A * algorithm is a path-finding algorithm that looks for the shortest path between the starting and ending states. It's utilised in a variety of applications, including maps.
The A* algorithm is used in maps to find the shortest distance between a source (initial state) and a destination (final state) (final state).
Consider a square grid with numerous obstacles strewn about at random. The first and last cells are presented. The goal is to go to the last cell in the quickest time possible.
There are three parameters in the A* algorithm:
g: the cost of travelling from the first to the second cell. It's basically the sum of all the cells that have been visited since the initial one.
h: The projected cost of travelling from the present cell to the end cell, also known as the heuristic value. The final cell must be reached before the exact cost can be determined. As a result, h represents the expected cost. We must make certain that the cost is never underestimated.
f is equal to the sum of g and h. As a result, f = g + h
In a full graph with N vertices, the total number of potential edges can be expressed as,
Total number of edges in a complete graph of N vertices = (n * (n – 1)) / 2
If a path connects all pairs of vertices in a directed graph, it is said to be strongly linked. A maximal strongly connected subgraph is a strongly connected component (SCC) of a directed graph.
Using Kosaraju's approach, we can locate all strongly connected components in O(V+E) time.

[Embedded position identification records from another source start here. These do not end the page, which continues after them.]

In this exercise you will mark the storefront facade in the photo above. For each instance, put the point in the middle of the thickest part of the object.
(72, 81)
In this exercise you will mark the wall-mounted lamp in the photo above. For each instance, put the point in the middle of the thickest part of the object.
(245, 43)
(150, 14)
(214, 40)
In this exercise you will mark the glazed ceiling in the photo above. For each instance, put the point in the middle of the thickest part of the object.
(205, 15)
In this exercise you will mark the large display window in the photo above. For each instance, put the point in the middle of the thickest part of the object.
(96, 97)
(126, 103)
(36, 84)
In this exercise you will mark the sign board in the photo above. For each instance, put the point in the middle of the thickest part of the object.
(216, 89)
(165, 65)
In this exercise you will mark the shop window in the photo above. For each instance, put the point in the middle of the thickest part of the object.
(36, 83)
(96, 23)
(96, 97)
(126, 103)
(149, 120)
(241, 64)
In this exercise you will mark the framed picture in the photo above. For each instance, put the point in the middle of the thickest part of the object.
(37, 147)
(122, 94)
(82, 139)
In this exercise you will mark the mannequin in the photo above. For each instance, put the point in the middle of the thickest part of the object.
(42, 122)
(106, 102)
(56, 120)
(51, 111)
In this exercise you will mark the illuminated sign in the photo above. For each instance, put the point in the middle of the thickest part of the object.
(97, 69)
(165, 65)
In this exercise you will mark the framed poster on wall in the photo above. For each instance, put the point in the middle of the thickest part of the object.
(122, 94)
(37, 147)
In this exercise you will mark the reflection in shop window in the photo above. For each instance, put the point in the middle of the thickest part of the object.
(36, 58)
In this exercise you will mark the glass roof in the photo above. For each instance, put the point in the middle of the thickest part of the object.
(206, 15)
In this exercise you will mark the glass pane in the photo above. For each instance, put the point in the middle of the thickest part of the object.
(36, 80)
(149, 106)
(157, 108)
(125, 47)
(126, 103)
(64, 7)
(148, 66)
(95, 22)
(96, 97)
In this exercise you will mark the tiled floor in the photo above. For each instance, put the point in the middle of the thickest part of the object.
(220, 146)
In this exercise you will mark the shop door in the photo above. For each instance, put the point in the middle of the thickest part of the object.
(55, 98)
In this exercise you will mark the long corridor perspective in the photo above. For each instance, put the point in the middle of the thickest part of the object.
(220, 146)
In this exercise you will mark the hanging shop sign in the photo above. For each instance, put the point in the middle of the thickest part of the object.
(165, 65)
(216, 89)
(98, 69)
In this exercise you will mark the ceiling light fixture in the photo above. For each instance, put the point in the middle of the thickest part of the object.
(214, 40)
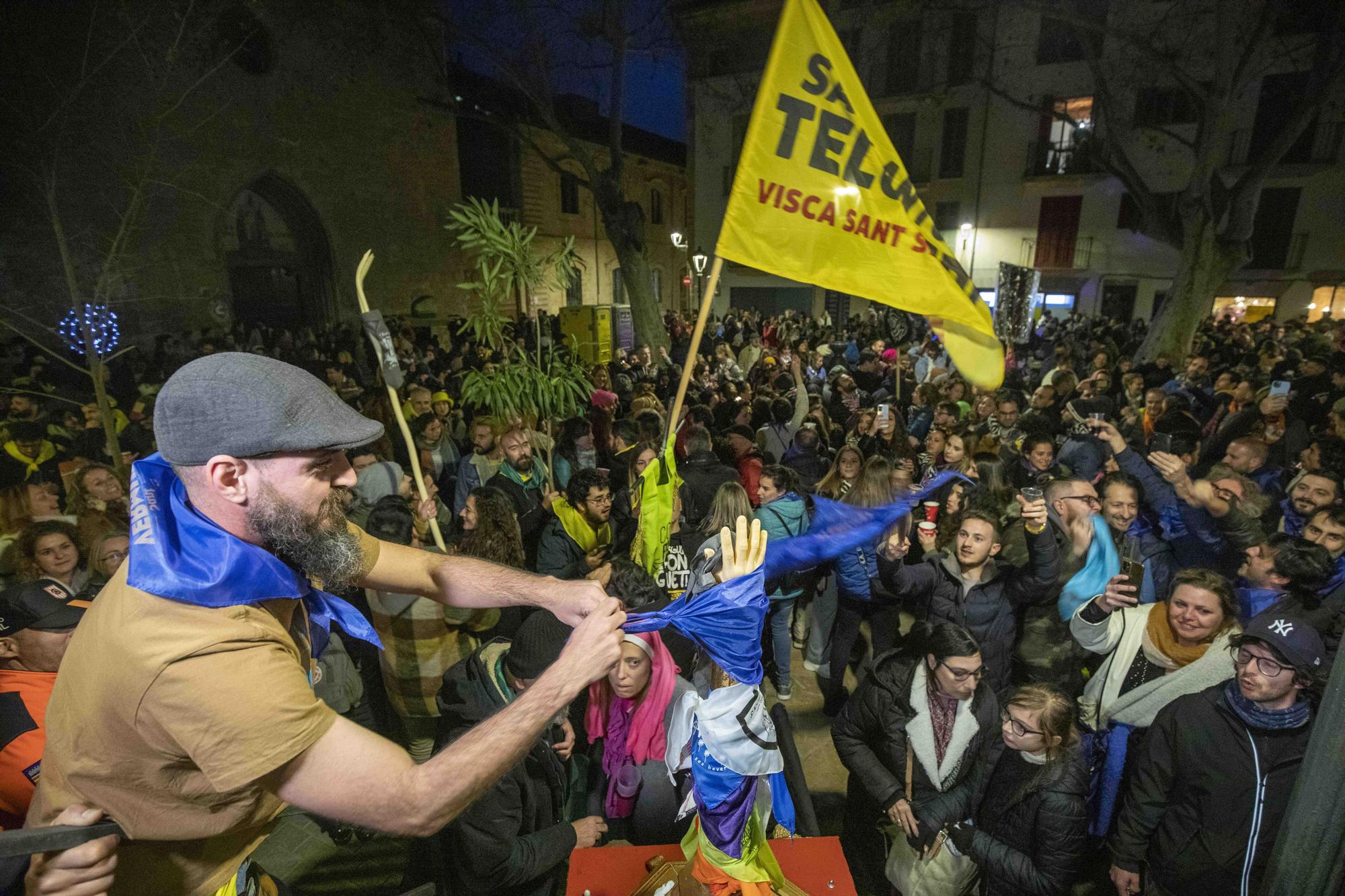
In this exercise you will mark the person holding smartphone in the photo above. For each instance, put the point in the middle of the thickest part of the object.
(1152, 654)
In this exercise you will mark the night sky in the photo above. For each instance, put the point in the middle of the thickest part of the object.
(656, 80)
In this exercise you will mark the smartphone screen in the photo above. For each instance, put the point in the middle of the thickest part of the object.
(1135, 571)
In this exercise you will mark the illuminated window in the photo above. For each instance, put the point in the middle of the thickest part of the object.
(1328, 302)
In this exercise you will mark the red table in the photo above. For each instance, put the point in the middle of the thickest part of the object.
(617, 870)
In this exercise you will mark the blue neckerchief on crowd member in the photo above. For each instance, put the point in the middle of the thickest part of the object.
(1253, 602)
(1100, 567)
(1105, 754)
(1338, 576)
(1254, 716)
(1293, 524)
(180, 555)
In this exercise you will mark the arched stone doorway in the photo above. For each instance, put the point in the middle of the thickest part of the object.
(280, 263)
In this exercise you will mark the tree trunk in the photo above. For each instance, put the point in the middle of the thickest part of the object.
(625, 224)
(1206, 263)
(96, 366)
(110, 423)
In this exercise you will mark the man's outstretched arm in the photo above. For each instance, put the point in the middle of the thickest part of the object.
(471, 583)
(354, 775)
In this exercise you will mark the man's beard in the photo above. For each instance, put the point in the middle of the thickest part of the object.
(318, 544)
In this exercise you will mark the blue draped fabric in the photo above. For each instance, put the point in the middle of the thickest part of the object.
(1101, 564)
(180, 555)
(724, 620)
(1253, 602)
(1105, 751)
(837, 528)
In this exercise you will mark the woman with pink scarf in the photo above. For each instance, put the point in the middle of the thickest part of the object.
(627, 727)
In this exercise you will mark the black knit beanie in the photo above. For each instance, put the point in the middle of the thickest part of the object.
(536, 645)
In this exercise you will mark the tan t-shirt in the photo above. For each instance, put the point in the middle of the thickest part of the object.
(167, 716)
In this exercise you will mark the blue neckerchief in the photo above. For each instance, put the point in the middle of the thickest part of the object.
(1338, 576)
(1101, 564)
(1293, 522)
(180, 555)
(1253, 602)
(1261, 719)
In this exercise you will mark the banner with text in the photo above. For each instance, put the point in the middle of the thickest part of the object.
(822, 197)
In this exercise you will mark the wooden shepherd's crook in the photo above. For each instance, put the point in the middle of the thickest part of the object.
(365, 264)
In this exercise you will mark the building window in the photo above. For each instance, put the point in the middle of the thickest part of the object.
(1061, 42)
(1159, 107)
(946, 218)
(905, 57)
(962, 48)
(953, 150)
(1063, 132)
(1273, 229)
(570, 194)
(575, 292)
(1058, 232)
(902, 131)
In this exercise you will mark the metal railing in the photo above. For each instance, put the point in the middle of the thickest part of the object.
(1050, 159)
(1058, 255)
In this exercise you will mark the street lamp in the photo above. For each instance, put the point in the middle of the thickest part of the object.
(699, 263)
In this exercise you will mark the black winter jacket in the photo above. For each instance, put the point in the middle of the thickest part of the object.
(871, 737)
(514, 840)
(559, 555)
(1038, 842)
(532, 514)
(934, 591)
(703, 474)
(1206, 790)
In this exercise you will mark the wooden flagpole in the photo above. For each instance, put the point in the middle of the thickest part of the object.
(365, 264)
(696, 343)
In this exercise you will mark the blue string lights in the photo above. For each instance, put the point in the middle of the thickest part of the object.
(98, 321)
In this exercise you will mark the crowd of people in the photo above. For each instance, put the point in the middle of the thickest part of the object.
(1106, 635)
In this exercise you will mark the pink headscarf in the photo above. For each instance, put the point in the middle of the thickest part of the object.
(645, 735)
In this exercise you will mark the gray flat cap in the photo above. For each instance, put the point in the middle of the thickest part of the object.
(240, 404)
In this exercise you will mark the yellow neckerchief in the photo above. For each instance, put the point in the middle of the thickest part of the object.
(578, 526)
(46, 454)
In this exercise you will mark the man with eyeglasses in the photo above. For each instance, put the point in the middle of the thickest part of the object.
(1213, 782)
(578, 540)
(1046, 653)
(37, 620)
(969, 588)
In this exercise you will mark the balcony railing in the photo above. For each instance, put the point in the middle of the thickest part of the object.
(1056, 253)
(1048, 159)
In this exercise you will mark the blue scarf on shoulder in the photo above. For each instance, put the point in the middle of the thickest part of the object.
(180, 555)
(1261, 719)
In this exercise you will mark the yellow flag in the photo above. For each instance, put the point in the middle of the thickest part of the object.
(822, 197)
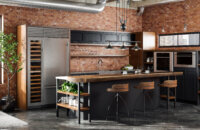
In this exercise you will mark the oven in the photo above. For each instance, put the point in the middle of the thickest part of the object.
(185, 59)
(163, 61)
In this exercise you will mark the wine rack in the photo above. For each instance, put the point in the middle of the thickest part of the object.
(35, 71)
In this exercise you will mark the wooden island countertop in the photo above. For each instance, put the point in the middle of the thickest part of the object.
(112, 77)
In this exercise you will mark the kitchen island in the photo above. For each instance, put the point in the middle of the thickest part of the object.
(98, 98)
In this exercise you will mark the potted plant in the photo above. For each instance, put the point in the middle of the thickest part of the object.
(9, 58)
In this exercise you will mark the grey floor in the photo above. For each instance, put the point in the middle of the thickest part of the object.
(184, 117)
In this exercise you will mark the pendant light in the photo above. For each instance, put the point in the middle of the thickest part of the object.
(123, 47)
(136, 47)
(185, 17)
(109, 46)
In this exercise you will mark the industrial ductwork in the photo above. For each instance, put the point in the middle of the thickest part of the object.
(58, 4)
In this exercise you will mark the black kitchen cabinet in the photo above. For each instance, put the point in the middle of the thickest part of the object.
(190, 89)
(95, 37)
(187, 84)
(92, 37)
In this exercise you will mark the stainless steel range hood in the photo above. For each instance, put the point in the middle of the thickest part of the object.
(58, 4)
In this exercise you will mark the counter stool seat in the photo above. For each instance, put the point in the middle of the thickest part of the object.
(169, 84)
(118, 88)
(145, 86)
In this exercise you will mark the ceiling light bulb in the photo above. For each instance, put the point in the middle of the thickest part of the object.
(163, 29)
(185, 27)
(109, 46)
(123, 47)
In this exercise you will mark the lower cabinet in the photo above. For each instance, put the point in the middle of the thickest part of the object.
(187, 84)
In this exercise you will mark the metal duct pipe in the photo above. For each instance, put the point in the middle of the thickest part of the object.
(58, 4)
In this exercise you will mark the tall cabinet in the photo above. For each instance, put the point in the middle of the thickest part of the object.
(44, 55)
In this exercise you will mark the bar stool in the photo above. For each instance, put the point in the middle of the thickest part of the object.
(145, 86)
(169, 84)
(117, 89)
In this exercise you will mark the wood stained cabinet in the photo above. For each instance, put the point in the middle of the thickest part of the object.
(44, 55)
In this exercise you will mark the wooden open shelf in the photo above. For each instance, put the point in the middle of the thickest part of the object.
(73, 107)
(35, 43)
(165, 96)
(73, 94)
(149, 63)
(32, 88)
(88, 56)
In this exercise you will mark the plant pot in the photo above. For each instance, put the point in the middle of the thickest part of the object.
(8, 104)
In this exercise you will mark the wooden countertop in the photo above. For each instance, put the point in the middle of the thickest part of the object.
(100, 78)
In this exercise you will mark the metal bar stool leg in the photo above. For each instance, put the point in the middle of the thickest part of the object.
(144, 101)
(168, 90)
(175, 98)
(117, 111)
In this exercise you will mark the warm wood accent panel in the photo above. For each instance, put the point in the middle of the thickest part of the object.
(73, 107)
(100, 78)
(21, 76)
(73, 94)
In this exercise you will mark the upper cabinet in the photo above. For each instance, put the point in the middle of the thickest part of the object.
(96, 37)
(148, 40)
(176, 40)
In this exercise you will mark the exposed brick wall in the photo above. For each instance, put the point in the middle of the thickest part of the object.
(104, 21)
(172, 16)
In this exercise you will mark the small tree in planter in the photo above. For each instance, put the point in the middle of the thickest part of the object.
(10, 59)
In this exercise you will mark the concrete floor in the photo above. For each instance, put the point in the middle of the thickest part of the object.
(184, 117)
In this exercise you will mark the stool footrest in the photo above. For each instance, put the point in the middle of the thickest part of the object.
(165, 96)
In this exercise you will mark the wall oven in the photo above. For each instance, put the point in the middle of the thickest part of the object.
(163, 62)
(185, 59)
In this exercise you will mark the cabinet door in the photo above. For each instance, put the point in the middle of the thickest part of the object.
(92, 37)
(181, 83)
(190, 90)
(109, 37)
(125, 37)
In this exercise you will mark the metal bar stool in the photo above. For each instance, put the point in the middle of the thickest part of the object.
(117, 89)
(145, 86)
(169, 84)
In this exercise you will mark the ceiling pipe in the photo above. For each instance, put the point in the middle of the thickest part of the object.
(58, 4)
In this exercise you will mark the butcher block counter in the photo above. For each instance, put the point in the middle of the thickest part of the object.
(100, 78)
(96, 99)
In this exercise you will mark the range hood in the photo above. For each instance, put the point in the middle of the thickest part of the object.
(59, 4)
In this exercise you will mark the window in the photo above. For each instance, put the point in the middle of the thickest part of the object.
(171, 40)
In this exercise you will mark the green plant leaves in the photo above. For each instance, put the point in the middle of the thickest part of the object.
(8, 53)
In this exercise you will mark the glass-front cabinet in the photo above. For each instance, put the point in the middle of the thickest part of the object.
(171, 40)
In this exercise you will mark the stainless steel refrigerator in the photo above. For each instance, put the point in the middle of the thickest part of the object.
(54, 61)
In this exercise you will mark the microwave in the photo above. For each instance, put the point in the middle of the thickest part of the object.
(163, 62)
(185, 59)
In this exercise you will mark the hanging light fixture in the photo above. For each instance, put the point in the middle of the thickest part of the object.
(123, 6)
(136, 47)
(185, 18)
(109, 46)
(123, 47)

If deleting a vertex (and the edges connecting it) disconnects an undirected connected graph, it is called an articulation point (or cut vertex). Articulation points are single points in a connected network that, if they fail, break the network into two or more components. They are beneficial in the creation of dependable networks.
We have now reached the end of this page. With the knowledge from this page, you should be able to create your own programmes with some research, and it's in fact recommended to hone your programming skills with small projects. There is no way to cover all the information you need to be a successful programmer in one course. In fact, programming is a constant learning process, regardless of whether you are a seasoned professional developer or a newbie.